„To, co on powiedział, to bzdury, biedaku” – stwierdza Temer po krytyce ze strony Luli
W wywiadzie dla gazety Glob– sprzeciwił się były prezydent Michel Temer, nazywając impeachment Dilmy Rousseff „zamachem stanu”. Temer uznał przemówienie Luli za „nonsensowne” i „powodujące podziały”, argumentując, że proces impeachmentu był zgodny z prawem i miał poparcie władzy ustawodawczej i sądowniczej.
– To, co powiedział, to nonsens, biedactwo. To niedobrze, mówiłem wczoraj, że nie chcę komentować, bo komentarz ten dzieli kraj. To przemówienie jest przemówieniem powodującym podziały. Było to dla niego niefortunne” – powiedział Temer w rozmowie z publikacją.
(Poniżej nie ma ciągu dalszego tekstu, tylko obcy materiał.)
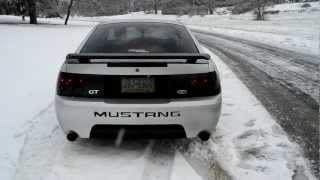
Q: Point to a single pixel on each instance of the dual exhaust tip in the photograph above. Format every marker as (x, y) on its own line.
(203, 135)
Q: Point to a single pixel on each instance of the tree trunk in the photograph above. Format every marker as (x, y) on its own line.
(155, 6)
(68, 13)
(32, 9)
(210, 6)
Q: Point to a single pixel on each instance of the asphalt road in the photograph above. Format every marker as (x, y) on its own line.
(286, 83)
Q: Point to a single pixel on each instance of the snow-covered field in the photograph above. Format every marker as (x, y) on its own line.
(248, 144)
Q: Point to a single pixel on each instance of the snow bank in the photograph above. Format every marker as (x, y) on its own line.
(249, 143)
(30, 59)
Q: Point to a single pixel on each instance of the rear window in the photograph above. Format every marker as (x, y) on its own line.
(140, 38)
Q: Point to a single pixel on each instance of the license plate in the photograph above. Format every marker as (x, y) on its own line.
(137, 85)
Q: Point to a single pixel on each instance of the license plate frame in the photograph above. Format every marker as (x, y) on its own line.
(137, 85)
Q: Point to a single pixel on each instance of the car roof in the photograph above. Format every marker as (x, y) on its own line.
(143, 20)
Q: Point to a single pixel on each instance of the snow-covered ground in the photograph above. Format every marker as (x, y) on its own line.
(248, 144)
(30, 59)
(294, 28)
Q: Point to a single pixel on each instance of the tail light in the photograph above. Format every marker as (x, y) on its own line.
(166, 86)
(79, 85)
(196, 85)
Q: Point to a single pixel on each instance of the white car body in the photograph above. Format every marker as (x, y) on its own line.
(194, 114)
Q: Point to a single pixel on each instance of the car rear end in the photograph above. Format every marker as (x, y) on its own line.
(140, 78)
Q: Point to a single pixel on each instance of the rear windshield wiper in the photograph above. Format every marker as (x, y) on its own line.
(87, 57)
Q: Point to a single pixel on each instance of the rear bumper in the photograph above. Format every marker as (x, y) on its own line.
(194, 115)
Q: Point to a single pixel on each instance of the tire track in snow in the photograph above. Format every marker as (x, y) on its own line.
(159, 160)
(202, 158)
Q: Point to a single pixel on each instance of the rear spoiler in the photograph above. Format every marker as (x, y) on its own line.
(85, 57)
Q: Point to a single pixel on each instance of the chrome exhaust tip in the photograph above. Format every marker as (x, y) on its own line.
(204, 135)
(72, 136)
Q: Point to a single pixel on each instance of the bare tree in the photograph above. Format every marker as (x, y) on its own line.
(32, 10)
(211, 6)
(156, 6)
(260, 6)
(68, 12)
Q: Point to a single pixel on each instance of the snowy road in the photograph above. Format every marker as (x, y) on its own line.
(286, 82)
(248, 144)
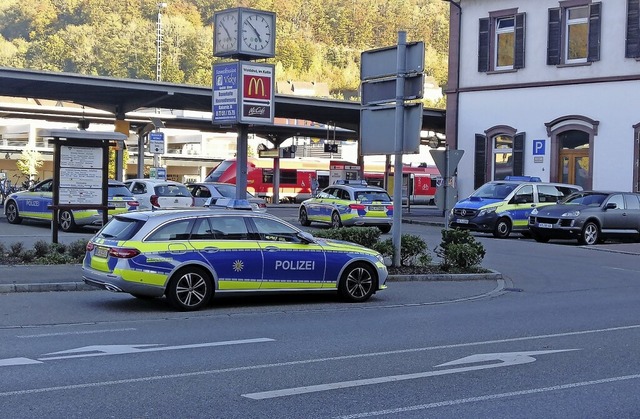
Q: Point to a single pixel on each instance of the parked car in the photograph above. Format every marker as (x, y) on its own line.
(157, 193)
(589, 217)
(34, 204)
(207, 194)
(189, 255)
(503, 206)
(349, 203)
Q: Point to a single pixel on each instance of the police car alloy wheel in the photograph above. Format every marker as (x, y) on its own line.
(12, 213)
(189, 289)
(66, 221)
(304, 219)
(357, 283)
(335, 220)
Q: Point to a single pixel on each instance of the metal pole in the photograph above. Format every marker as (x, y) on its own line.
(397, 168)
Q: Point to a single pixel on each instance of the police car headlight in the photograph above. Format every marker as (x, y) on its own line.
(486, 211)
(571, 213)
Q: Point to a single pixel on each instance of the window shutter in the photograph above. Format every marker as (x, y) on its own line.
(632, 48)
(594, 32)
(518, 154)
(554, 40)
(483, 46)
(519, 57)
(480, 163)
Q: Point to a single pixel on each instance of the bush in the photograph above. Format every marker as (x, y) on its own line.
(365, 236)
(413, 251)
(459, 249)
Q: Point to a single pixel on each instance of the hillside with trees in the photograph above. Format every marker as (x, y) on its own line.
(316, 40)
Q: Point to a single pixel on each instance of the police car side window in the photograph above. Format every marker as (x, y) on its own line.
(177, 230)
(271, 230)
(231, 228)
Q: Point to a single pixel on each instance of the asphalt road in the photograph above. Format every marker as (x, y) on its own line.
(559, 342)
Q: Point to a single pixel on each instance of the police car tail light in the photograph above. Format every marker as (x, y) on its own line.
(123, 252)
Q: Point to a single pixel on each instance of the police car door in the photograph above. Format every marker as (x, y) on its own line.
(224, 243)
(289, 262)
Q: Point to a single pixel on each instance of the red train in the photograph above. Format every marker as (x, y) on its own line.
(418, 183)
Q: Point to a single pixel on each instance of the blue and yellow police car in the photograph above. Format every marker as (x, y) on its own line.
(190, 255)
(502, 206)
(349, 203)
(34, 204)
Kontrowersje rozpoczęły się po tym, jak Lula odwiedziła galerię zdjęć byłych prezydentów w Palácio do Planalto. Prezydent skrytykował wówczas brak informacji o mandatach poszczególnych osób i stwierdził, że impeachment Dilmy i późniejsza administracja Temera były wynikiem zamachu stanu.
„Chcę, aby opowiedziano historię: Dilma (Rousseff) została wybrana, została wybrana ponownie, następnie postawiono ją w stan oskarżenia, co było zamachem stanu, a następnie ta (wskazując na Michela Temera) nie została wybrana. Ten objął urząd w związku z impeachmentem Dilmy, ok? Potem ten (wskazując na Jaira Bolsonaro) został wybrany na skutek kłamstw. To się musi liczyć” – stwierdziła Lula.
Przeczytaj więcej:
Burmistrz São Paulo Ricardo Nunes (MDB) również wypowiedział się przeciwko wypowiedziom prezydenta. Nunes, będący częścią skrzydła MDB starającego się zdystansować od PT, bronił legalności impeachmentu i stwierdził, że „twierdzenie inaczej jest zamachem stanu”.
Kontynuacja po reklamie
„Obrona demokracji koniecznie wiąże się z szacunkiem dla instytucji, Kongresu Narodowego i Federalnego Sądu Najwyższego, które były odpowiedzialne za impeachment. Twierdzenie, że jest inaczej, to oszustwo.”
Przemówienie Luli wywołało także niepokój wśród członków MDB popierających rząd. Partia kieruje trzema ministerstwami (Transportu, Planowania i Miast) i jest częścią sojuszniczej bazy w Kongresie. Mimo to stosunki Luli i Temera zawsze naznaczone były tarciami, a obecny prezydent podczas kampanii wyborczej w 2022 r. kilkakrotnie nazwał byłego prezydenta „zamachem stanu”.